La vision de Giridharadas présente des faiblesses. Ezra Klein, le commentateur américain, a souligné que les élites américaines sont probablement plus réactives que jamais. Et les entrepreneurs sont conscients que les efforts actuels ne suffisent pas. Giridharadas cite Michael Porter, le théoricien de la gestion, se plaignant du fait que les entreprises sont déconnectées des communautés locales. John Elkington, qui avait eu l'idée du triple résultat (social, environnemental et financier), avait écrit l'année dernière qu'il était temps de procéder à un "rappel de concept" – consterné par le fait qu'il était devenu un outil comptable plutôt qu'un moyen de transformer capitalisme.

Giridharadas défend le gouvernement, mais les faiblesses du secteur public ne sont pas des mythes. Au moment de notre conversation, le gouvernement américain était en partie à mi-chemin et le gouvernement britannique était étouffé par le Brexit; aucun d'eux ne semblait capable de se concentrer sur des défis tels que la réduction des émissions de carbone.

Bien qu'il prône la réglementation financière, les droits des employés et la dissolution des monopoles, Giridharadas consacre peu de temps à la manière de mettre en oeuvre ces mesures. Est-ce qu'il cesserait d'employer des consultants au gouvernement? Il craint cela, mais affirme que les types de Wall Street sont actuellement "tellement sur-indexés" – "nous sommes souvent dans des scénarios où beaucoup de gens parlent du salaire minimum, aucun d'entre eux ne s'est jamais inquiété de payer une facture. ".

David Rubenstein, co-président du groupe Carlyle, se définit lui-même comme un "philanthrope patriotique" pour son soutien à des causes telles que la réparation du monument de Washington. Simon Dawson

Il est enthousiasmé par le "mariage des initiatives d'organisation politique et de formation politique" qui a été crucial lors de l'élection de l'an dernier de la députée de New York Alexandria Ocasio-Cortez. Ses idées, pense-t-il, peuvent séduire au-delà des côtes: les petits entrepreneurs dans les États rouges appuieraient des initiatives visant à réprimer les monopoles de la technologie. "Ils n'aiment pas avoir Amazon [so many] lobbyistes à Washington! "dit-il.

Giridharadas craint de devenir un bouffon de la cour, un critique qui entretient des vérités inconfortables mais qui ne modifie pas son comportement. "Il y a un gros risque de cela", dit-il.
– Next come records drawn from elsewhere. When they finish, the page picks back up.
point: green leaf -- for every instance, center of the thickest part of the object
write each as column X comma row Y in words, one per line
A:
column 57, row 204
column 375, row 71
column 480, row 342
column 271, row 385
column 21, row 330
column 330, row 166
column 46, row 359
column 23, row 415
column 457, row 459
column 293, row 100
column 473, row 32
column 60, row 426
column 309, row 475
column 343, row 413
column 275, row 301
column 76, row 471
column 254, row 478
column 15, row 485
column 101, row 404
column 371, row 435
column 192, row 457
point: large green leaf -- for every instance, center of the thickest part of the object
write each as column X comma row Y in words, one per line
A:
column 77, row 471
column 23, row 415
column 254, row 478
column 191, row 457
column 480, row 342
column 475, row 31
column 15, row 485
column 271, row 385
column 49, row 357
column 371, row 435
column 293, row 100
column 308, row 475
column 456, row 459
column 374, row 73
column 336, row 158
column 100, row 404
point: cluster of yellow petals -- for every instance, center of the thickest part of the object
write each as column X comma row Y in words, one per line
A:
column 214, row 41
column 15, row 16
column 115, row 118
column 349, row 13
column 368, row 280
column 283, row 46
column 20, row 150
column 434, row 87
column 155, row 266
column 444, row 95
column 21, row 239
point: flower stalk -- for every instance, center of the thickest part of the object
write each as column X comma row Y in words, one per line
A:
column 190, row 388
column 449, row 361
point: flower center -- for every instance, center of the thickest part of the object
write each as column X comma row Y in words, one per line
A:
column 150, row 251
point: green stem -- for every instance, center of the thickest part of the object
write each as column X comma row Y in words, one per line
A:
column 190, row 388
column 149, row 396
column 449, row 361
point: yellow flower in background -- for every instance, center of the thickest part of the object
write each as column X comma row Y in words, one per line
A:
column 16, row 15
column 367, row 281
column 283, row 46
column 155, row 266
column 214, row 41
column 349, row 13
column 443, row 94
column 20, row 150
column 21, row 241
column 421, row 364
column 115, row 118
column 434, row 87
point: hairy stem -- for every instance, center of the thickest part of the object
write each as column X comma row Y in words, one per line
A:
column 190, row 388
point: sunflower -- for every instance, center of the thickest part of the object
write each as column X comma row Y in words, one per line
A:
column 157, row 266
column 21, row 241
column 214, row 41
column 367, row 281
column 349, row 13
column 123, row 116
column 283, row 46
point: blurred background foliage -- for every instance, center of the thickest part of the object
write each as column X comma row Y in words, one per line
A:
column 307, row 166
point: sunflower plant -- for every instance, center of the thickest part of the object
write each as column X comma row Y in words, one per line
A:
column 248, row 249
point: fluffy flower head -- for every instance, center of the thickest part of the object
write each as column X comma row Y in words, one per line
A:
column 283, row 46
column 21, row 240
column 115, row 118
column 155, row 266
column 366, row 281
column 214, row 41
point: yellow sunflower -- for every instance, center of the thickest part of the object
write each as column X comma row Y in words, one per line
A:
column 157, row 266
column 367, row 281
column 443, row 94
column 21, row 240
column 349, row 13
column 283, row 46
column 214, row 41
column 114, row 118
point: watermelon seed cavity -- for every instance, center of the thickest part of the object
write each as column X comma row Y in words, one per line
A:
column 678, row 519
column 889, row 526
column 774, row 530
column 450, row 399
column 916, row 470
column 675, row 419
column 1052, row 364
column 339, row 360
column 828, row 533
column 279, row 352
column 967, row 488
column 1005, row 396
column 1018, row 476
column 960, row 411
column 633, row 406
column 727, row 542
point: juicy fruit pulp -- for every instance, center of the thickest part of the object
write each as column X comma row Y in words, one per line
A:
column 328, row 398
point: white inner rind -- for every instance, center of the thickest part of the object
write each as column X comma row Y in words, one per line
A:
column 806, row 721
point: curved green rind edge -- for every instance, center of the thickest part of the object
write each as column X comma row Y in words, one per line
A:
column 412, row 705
Il vit dans une "bulle de l'intelligentsia côtière à New York" et est marié à Priya Parker, elle-même un auteur à succès et une médiatrice des conflits. En d'autres termes, il ne fait pas partie d'une révolte de la classe ouvrière.

Alors que les maux de la société ont plongé d'autres écrivains dans le pessimisme, Giridharadas est remarquable pour son optimisme face à l'Occident. C'est en partie son expérience d'immigrant de deuxième génération, en partie la profondeur des échecs du gouvernement en Inde. "L'Amérique tente de faire quelque chose d'incroyablement difficile en ce moment", dit-il, décrivant sa transition "d'une superpuissance majoritairement blanche à ce pays postmoderne, à majorité postethnique".

Investir réellement dans la capacité de vos employés à mener une vie décente qui ne les énerve pas tous les jours est une très bonne affaire

C’est la "fin d’une époque, pas la fin d’un pays". Un véritable changement – réduire les inégalités et protéger la planète – n’est pas invraisemblable. Si l'Amérique pouvait amener plus de gens à l'université, le soutien populaire à la lutte contre le changement climatique pourrait bientôt être renforcé. Si la Grande-Bretagne pouvait dépenser davantage pour aider les personnes touchées par la mondialisation, elle pourrait éviter les spasmes populistes comme le Brexit.

"Nous ne parvenons pas à faire ces investissements", dit-il. "Investir dans la capacité de vos gens à mener une vie décente qui ne les énerve pas tous les jours est une très bonne affaire." Le langage gagnant-gagnant est tellement répandu – parfois même il ne peut pas y résister.

Les gagnants prennent tous par Anand Giridharadas (Allen Lane).